Süsse Früchtchen an der AMA
Eine interessante Begegnung für beide Seiten
Ein kleiner Besucher ist fasziniert vom Roboter-Rasenmäher
Ein AMA-Besucher probiert ein Fitnessgerät aus
Die Landwirte mussten an der Prüfung Ballen sorgfältig auf dem Lastwagen platzieren
Den Ferkeln war es wohl
An diesem Stand gibt es für jedes Gebrechen einen Saft

Süssholz erinnert an Kindertage

Janine Gloor

Die Kindergärtler rümpfen die Nase, als sie nach ihrer Meinung zum Buureland gefragt werden. «Es stinkt nach Gülle», meint ein vorwitziger Knirps. Nichtsdestotrotz stürmen sie begeistert auf die Gehege zu und versuchen mit allen Mitteln, die Aufmerksamkeit der Schafe, Kühe und Ferkel auf sich zu ziehen.

Ein paar Meter weiter herrscht eine weniger ausgelassene Stimmung. Eric Zimmermann ist angehender Landwirt, zum ersten Mal findet im Rahmen der Aargauer Messe Aarau AMA die Berufsmeisterschaft statt. Mit geübten Bewegungen greift er der Kuh unter die Rippen und spürt an verschiedenen Stellen den Fleisch- und Fettgehalt. Das Tier lässt die Prozedur ruhig über sich ergehen. Vom Grillstand weht ein schwacher Bratwurstgeruch herüber.
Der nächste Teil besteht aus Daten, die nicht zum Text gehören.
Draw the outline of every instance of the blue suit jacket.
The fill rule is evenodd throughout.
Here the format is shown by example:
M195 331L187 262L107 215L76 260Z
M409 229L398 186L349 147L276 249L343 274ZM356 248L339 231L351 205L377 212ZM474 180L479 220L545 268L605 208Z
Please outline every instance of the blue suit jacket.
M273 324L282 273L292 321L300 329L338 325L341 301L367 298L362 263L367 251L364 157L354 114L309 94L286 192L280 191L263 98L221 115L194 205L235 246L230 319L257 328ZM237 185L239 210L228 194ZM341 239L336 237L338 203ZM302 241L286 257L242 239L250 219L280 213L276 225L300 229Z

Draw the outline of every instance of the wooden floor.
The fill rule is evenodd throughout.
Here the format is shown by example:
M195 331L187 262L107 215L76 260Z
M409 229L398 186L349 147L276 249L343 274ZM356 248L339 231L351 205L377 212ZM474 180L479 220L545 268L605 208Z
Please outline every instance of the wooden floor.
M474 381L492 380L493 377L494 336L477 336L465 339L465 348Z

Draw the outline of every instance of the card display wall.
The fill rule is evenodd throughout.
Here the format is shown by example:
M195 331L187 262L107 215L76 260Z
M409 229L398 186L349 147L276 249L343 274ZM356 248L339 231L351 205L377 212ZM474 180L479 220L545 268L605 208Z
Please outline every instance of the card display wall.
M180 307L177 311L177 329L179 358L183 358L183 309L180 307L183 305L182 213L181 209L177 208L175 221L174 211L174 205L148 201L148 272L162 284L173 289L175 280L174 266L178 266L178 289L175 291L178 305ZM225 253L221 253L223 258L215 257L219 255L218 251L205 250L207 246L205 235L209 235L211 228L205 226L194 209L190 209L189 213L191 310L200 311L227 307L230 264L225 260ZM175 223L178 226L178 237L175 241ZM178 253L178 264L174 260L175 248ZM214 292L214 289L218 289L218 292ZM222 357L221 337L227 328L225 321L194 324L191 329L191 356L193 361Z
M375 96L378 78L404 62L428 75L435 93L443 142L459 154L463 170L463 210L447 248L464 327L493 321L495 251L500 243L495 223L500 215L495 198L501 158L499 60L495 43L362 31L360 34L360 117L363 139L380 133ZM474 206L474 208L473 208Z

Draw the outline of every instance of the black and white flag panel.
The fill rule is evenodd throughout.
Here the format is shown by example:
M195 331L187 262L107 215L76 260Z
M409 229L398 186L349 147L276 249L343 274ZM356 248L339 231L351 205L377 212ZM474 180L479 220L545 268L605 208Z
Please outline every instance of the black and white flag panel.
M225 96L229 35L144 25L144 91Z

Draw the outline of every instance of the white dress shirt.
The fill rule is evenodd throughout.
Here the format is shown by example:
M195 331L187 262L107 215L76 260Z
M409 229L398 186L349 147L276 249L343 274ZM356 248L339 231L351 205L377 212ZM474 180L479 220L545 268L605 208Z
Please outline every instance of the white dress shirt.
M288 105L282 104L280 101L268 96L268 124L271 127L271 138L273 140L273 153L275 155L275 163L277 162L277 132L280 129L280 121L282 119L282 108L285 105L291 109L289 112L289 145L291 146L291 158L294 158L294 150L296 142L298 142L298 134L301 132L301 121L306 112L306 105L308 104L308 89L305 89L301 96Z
Die Besucher an der AMA geniessen die Gelegenheit, Produkte anfassen oder gleich ausprobieren zu können. Das meinte Landammann Urs Hofmann, als er an der Eröffnungsrede sagte, dass Messen trotz der Digitalisierung Hochkonjunktur hätten. Die Süsse eines Honigsenfs oder die Bitterkeit eines Artischockensafts kann beim Onlineshopping einfach nicht vermittelt werden.

Auf dem Weg in die Halle führt der Weg an einem blubbernden Whirlpool vorbei, einige Passanten lassen die Hand ins warme Wasser gleiten. Eine Überflutung der Sinne erwartet die Besucher in der Halle. Der Brezelofen am Guetzlistand läuft auf Hochtouren, kaum einer kann dem Duft widerstehen. Das angebissene Gebäck noch in der Hand, tritt man am nächsten Stand in die heisse Wolke eines Dampfstaubsaugers. Schnell weiter.

Versuchungen an jeder Ecke

An unzähligen Weinständen werden die Vorbeigehenden zu einem Gläschen eingeladen. Die Besucher lassen sich Zeit beim Gang durch die Stände. Immer mehr Leute füllen die Hallen, das Stimmengewirr wird immer lauter. Die Flucht in eine Hörtestbox scheint eine geeignete Lösung zu sein, doch die Stimme der Dame am Lottostand nebenan ist selbst durch die geschlossene Tür und die Kopfhörer noch hörbar.

Wieder im Getümmel ist es schwierig, nicht der nächsten Versuchung zu folgen. Am Stand eines Küchenherstellers steht eine Pfanne mit Hackbällchen auf dem Herd. Gespannt lauschen die Anwesenden den Erläuterungen des Mannes hinter der Theke. Oder sie warten nur auf die Verteilung der Hackbällchen. Wer seine Sinne an der AMA auf Probe stellen will, kann das noch bis Sonntag nachholen.